The visual conditions editor lets you build it without writing a line of JSON. Power users can flip to JSON view at any time.
Tune the noise
- Evaluation interval — how often we re-check (e.g. every 60s)
- Cooldown — minimum time between two consecutive firings (don't spam your inbox)
- Window — how far back the condition looks
Where alerts land
Alerts emit standard Otoroshi AlertEvents with a recognizable signature (alert: "UserAnalyticsAlert"). Configure a Data Exporter of any type — mailer, webhook, Slack via webhook, Kafka, anything Otoroshi already speaks — and filter on that signature. The User Alerts page reminds you to do it the first time you create one and offers a one-click shortcut that pre-fills the filter.
The alert log
Every firing is also persisted, so you have a permanent searchable log per alert. Click 🔔 next to an alert to open it:
- See every firing with its severity, message, and a snapshot of the matched conditions (with the actual value vs the threshold)
- Filter by
unseen/seen/all - Mark an event as seen — or Mark all seen to wipe the inbox in one click
Click any firing to open a detailed breakdown of the conditions that fired it, with the observed value next to the configured threshold:
Tenant-aware by design
A tenant-admin sees only the traffic, dashboards, alerts and events of their own tenant. The injected SQL filter ensures one tenant's data never leaks to another. Super-admins switch tenants from the standard Otoroshi tenant dropdown — the analytics views follow.

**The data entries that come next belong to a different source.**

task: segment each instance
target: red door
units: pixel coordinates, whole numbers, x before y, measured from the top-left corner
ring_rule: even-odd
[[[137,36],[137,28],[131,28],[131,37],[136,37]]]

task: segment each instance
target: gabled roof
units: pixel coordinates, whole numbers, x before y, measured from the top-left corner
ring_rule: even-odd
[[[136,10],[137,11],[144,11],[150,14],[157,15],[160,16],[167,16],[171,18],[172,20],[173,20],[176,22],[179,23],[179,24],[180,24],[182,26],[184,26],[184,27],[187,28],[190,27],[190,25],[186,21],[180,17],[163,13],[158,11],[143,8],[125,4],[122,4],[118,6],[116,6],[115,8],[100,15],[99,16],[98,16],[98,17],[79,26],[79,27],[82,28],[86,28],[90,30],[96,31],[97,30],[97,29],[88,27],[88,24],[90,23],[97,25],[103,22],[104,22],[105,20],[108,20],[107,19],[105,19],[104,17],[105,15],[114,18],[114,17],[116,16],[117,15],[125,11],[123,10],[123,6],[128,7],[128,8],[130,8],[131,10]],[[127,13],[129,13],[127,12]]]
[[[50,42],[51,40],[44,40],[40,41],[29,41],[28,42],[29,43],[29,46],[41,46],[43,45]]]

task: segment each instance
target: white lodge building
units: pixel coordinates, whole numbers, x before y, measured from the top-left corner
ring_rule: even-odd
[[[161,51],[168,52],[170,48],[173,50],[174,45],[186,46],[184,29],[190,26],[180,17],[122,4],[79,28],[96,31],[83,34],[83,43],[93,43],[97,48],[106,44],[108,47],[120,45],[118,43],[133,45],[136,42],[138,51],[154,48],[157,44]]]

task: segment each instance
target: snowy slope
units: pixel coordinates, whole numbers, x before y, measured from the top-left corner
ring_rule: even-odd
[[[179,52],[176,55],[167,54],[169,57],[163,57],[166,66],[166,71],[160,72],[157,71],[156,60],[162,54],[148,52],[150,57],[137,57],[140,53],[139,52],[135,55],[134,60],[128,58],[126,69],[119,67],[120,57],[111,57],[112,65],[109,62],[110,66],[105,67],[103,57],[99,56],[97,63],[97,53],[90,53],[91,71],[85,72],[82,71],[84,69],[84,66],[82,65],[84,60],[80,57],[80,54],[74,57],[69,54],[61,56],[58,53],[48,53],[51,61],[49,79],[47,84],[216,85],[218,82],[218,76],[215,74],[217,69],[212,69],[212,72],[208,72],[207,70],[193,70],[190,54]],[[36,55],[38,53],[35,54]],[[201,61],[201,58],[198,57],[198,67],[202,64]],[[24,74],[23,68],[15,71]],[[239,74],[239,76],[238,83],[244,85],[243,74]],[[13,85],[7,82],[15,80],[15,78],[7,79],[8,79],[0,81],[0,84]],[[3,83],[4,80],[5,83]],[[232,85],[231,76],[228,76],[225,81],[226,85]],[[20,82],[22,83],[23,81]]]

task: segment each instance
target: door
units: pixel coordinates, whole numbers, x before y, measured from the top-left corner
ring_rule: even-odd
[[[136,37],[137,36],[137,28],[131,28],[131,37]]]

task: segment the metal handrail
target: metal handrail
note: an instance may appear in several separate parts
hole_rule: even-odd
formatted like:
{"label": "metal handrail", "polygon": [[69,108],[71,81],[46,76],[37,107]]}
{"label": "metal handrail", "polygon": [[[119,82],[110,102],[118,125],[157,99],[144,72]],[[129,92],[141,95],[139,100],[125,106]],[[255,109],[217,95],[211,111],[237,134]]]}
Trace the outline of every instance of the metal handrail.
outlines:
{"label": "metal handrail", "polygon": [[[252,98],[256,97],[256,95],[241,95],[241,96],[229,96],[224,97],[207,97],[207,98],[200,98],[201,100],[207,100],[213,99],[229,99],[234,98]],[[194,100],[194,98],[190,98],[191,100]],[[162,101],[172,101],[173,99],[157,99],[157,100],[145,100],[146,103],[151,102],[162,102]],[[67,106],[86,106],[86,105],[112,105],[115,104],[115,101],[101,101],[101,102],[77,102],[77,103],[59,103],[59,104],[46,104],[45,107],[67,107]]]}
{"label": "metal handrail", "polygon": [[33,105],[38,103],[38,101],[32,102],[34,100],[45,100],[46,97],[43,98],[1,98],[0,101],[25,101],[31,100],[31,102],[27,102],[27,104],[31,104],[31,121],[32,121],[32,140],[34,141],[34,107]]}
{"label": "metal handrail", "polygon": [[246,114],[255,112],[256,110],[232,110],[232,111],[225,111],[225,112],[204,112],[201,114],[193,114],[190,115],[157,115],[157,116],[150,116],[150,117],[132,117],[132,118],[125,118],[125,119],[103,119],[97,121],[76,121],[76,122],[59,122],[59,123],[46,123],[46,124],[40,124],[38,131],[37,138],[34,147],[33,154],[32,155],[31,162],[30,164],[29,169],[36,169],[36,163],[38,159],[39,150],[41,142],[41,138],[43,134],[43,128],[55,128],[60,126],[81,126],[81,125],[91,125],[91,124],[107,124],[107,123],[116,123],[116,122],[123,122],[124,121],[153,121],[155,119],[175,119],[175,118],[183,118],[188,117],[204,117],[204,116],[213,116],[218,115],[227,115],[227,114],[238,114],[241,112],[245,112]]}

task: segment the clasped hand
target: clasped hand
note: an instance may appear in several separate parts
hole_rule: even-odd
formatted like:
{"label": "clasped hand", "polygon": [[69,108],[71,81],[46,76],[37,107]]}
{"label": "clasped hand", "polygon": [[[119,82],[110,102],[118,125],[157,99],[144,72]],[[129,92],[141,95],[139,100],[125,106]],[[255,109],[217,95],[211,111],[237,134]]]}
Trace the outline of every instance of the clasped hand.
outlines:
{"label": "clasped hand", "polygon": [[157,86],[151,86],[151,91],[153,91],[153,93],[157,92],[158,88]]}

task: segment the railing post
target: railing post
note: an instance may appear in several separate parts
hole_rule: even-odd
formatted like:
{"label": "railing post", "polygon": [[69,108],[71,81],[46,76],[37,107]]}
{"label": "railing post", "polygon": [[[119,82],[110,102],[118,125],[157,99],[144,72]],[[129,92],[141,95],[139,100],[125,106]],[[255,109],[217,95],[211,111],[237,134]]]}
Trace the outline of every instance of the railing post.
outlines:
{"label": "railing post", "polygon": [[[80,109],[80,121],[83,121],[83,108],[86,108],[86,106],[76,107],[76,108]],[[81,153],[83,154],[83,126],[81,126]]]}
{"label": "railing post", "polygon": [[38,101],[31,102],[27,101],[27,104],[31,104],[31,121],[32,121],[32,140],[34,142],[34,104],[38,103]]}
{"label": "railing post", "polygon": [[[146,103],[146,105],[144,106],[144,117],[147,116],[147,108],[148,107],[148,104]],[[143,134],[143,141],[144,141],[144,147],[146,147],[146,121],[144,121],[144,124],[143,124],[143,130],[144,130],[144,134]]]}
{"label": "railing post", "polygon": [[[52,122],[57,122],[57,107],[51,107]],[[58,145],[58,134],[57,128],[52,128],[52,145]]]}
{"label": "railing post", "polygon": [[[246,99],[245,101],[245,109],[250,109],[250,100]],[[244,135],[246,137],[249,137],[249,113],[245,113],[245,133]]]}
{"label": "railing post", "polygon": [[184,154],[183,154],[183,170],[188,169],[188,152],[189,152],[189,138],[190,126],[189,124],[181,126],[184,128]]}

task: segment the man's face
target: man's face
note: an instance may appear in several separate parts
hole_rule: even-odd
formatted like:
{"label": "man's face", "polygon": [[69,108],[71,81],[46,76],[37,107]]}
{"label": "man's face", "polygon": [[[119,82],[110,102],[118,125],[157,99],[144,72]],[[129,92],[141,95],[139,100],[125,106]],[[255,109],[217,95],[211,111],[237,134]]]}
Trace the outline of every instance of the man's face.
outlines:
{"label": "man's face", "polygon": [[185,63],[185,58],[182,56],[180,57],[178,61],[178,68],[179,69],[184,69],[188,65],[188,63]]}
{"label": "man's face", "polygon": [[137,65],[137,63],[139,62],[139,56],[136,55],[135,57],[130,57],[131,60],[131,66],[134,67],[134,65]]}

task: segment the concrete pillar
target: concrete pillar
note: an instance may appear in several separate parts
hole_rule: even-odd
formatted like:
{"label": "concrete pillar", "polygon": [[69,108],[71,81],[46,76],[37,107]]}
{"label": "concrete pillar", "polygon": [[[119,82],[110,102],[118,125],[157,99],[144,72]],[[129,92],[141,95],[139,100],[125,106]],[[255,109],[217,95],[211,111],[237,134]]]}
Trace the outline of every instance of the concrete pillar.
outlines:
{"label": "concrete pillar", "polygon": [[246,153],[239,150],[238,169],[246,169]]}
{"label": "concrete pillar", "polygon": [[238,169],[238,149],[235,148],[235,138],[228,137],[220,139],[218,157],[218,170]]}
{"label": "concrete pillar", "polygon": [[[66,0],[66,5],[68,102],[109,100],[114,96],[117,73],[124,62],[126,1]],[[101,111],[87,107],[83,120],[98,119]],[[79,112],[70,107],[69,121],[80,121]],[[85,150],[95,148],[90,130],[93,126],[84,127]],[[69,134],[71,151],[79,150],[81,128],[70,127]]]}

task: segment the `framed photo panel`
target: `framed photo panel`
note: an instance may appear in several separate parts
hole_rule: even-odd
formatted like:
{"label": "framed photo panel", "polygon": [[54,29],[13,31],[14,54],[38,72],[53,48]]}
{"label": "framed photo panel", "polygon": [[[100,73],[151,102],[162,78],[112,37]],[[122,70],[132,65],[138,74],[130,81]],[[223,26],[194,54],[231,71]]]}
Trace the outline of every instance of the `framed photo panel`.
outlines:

Dashboards and alerts are normal Otoroshi entities, so they participate in your usual export / import / GitOps workflows.
Power-user features
A query catalogue you can extend
Every query the dashboards and alerts can reference is exposed at:
GET /api/analytics/_schema
This returns a typed catalogue of queries — id, human name, expected shape, default widget, parameters, whether it supports a "compare period" overlay.
Add your own queries from an admin extension
If you ship a custom Otoroshi extension (WAF, MCP, billing, anything), you can register your own analytics queries that show up in the dashboard widget picker AND can be referenced by alerts:
override def analyticsQueries(): Seq[AnalyticsQuery] = Seq(
MyExtensionQuery1,
MyExtensionQuery2
)
Prefix the query id with your extension namespace (waf.blocked_per_route, billing.cost_per_apikey) — they're fully integrated everywhere queries appear in the UI.
Bring your own delivery
Alerts go through the standard Otoroshi alert pipeline, so any data exporter type can deliver them: webhooks for PagerDuty / Opsgenie / generic services, mailer for email, Kafka for downstream pipelines, a custom WASM exporter for anything bespoke.

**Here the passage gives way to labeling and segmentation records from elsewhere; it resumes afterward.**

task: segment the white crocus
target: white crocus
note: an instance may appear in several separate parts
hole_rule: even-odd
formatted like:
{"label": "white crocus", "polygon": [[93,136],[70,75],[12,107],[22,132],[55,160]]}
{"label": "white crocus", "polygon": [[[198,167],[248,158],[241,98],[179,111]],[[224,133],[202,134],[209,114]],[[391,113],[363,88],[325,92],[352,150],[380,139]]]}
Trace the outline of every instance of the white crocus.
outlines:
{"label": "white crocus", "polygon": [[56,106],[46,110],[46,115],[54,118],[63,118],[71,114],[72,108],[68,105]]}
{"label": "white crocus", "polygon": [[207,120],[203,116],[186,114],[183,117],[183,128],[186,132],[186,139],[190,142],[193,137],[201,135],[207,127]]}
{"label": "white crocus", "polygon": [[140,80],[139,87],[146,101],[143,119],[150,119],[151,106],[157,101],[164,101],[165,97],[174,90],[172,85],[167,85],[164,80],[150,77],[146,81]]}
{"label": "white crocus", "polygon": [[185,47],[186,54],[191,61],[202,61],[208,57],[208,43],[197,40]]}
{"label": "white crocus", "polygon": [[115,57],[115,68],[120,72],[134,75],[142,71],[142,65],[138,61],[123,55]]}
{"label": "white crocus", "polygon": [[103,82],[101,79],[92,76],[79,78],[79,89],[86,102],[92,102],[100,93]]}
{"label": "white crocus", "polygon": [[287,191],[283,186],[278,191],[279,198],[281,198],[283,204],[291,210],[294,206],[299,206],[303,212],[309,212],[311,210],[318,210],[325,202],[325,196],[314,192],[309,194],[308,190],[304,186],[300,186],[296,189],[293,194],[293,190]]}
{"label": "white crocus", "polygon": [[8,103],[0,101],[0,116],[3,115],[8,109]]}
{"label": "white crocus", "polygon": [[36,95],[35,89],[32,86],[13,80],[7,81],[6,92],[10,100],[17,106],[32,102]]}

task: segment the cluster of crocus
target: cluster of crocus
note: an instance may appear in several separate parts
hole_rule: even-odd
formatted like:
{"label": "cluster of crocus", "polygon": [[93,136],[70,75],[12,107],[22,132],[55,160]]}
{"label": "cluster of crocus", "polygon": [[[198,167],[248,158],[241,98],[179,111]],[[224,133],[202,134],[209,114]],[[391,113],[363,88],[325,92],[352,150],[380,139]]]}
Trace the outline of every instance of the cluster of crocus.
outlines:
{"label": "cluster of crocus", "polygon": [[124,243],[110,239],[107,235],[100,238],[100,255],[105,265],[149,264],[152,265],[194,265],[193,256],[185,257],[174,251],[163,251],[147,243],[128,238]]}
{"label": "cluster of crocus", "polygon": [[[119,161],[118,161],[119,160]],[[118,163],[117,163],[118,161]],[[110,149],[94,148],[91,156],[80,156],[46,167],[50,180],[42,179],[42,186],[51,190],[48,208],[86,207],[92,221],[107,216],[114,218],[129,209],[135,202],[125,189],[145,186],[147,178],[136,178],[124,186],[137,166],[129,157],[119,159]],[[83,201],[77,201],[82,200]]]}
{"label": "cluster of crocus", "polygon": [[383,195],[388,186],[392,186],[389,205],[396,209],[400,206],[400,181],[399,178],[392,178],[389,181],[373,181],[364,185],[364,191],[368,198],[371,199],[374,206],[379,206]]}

Tips for healthy dashboards
- Keep dashboards focused. A dashboard with one clear purpose ("checkout traffic", "platform errors") beats a 20-widget kitchen sink.
- Use the saved-view defaults. If your team always opens a dashboard on a 24h window, save it. Less ceremony, more signal.

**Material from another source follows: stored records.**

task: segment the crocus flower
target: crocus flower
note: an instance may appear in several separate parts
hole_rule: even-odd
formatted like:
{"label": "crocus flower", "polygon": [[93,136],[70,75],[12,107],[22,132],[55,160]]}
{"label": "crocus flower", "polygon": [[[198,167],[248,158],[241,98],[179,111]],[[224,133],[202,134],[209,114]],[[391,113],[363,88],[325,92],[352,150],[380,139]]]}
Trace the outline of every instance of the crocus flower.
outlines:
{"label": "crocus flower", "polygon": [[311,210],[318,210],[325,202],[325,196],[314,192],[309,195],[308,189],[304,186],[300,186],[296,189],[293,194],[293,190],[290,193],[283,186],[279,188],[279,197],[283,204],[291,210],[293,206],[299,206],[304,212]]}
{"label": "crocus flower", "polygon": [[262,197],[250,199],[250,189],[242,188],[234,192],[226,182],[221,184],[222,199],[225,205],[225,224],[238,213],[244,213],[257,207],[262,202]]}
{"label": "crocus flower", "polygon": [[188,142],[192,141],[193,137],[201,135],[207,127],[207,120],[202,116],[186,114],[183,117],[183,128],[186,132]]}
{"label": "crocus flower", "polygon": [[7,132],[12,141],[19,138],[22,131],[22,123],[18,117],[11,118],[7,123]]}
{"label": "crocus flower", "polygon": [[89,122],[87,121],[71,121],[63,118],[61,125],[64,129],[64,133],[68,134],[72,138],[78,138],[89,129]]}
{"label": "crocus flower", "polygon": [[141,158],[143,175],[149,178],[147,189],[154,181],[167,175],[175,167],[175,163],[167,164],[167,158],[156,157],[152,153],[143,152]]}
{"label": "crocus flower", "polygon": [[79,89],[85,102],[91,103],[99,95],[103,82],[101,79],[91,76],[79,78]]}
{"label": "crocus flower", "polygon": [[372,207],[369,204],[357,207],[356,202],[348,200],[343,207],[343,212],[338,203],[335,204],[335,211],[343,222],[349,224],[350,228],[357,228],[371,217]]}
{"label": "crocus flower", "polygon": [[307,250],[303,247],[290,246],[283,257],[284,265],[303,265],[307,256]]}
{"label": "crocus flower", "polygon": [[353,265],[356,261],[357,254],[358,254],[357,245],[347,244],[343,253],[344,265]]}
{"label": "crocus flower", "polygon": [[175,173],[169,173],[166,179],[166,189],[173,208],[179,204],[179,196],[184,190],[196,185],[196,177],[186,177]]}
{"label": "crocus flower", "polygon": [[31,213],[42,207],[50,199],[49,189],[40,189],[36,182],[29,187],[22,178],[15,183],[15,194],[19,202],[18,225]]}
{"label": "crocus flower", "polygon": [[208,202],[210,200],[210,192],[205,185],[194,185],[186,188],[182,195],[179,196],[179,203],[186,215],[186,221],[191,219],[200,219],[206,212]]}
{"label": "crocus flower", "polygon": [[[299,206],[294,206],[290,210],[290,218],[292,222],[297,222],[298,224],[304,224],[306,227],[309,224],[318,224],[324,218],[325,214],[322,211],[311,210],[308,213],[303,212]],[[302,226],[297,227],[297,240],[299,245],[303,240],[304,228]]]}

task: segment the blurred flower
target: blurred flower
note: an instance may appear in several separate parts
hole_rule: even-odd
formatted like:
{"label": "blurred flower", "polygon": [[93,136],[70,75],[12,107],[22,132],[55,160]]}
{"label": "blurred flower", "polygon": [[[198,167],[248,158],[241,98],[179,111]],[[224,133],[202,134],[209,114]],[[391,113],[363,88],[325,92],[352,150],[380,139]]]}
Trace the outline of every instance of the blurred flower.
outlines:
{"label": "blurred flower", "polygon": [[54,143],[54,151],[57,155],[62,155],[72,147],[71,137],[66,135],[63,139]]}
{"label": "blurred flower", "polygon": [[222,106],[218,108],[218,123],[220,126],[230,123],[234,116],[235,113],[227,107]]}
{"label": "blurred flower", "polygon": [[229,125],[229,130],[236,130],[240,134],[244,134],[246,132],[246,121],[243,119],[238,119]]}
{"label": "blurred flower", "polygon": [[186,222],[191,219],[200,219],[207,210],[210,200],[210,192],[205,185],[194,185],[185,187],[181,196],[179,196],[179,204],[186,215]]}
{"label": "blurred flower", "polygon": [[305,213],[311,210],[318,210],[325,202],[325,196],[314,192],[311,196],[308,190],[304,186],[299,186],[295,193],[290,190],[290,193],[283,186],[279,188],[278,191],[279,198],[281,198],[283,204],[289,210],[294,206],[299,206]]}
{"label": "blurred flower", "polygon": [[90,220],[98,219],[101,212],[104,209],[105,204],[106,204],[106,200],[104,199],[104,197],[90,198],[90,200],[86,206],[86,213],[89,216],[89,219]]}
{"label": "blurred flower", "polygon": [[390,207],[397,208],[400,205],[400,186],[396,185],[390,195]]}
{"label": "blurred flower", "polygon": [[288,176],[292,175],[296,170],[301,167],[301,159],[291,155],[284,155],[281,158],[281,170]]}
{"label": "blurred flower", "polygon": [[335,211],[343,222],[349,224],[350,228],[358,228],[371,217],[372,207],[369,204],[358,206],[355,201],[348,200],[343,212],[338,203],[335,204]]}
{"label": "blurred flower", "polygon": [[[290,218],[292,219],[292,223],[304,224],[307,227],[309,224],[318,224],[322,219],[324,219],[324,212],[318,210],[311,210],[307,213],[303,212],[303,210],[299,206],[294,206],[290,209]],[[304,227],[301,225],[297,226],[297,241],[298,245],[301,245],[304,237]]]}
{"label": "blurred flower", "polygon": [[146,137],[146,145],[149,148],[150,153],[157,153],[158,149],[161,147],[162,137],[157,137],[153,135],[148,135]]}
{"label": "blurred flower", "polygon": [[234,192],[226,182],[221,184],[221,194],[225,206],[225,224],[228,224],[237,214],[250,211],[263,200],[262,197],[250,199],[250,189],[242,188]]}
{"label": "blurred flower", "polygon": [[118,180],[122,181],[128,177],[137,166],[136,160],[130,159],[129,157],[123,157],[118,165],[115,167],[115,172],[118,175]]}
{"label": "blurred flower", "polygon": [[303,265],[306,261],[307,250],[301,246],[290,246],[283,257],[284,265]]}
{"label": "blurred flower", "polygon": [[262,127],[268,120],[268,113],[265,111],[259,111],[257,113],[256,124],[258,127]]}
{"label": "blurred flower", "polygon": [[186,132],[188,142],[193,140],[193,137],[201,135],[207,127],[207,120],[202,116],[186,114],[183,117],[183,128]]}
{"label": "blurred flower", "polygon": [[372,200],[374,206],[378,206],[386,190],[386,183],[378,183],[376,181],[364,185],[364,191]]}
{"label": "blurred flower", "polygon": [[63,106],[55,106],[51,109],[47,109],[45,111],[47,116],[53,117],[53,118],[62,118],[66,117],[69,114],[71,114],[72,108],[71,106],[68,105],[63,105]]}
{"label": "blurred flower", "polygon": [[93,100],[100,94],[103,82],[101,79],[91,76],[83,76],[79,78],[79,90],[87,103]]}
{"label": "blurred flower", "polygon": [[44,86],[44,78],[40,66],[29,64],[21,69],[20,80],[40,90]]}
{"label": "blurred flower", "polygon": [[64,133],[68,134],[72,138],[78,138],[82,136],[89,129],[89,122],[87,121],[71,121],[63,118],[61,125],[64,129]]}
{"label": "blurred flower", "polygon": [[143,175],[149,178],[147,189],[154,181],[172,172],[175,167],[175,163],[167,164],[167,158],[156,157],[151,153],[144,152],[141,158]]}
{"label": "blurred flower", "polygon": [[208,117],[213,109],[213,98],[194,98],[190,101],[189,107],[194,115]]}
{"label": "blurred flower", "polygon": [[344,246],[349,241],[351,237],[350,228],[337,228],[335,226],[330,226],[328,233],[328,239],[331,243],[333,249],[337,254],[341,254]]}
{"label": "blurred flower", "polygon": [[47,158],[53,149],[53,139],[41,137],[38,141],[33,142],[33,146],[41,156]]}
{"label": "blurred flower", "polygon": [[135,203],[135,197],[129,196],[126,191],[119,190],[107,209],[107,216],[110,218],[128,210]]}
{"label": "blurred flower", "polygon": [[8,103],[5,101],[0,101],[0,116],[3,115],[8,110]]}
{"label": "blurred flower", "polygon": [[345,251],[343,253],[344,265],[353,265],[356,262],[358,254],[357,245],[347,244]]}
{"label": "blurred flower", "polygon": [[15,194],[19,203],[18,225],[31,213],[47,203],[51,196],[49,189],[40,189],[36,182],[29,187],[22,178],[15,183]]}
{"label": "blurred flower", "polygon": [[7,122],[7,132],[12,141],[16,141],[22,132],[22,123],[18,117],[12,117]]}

- Drill, don't filter. It's faster to click a bar than to hunt the right entity in a dropdown.
- Set up alerts for the obvious. 5xx rate over a few percent, p95 over your SLO, daily request count dropping unexpectedly — three alerts cover a surprising amount of ground.
- Pair alerts with a runbook link in the alert message. Future you will thank present you.
Where to next
- Install your first dashboard now: head to Features → Analytics → User Analytics.
- Plug your first delivery channel: Data Exporters → Add → Mailer / Webhook / Slack with a filter on
{ "alert": "UserAnalyticsAlert" }. - Tune the defaults of a dashboard you use daily — your team will notice.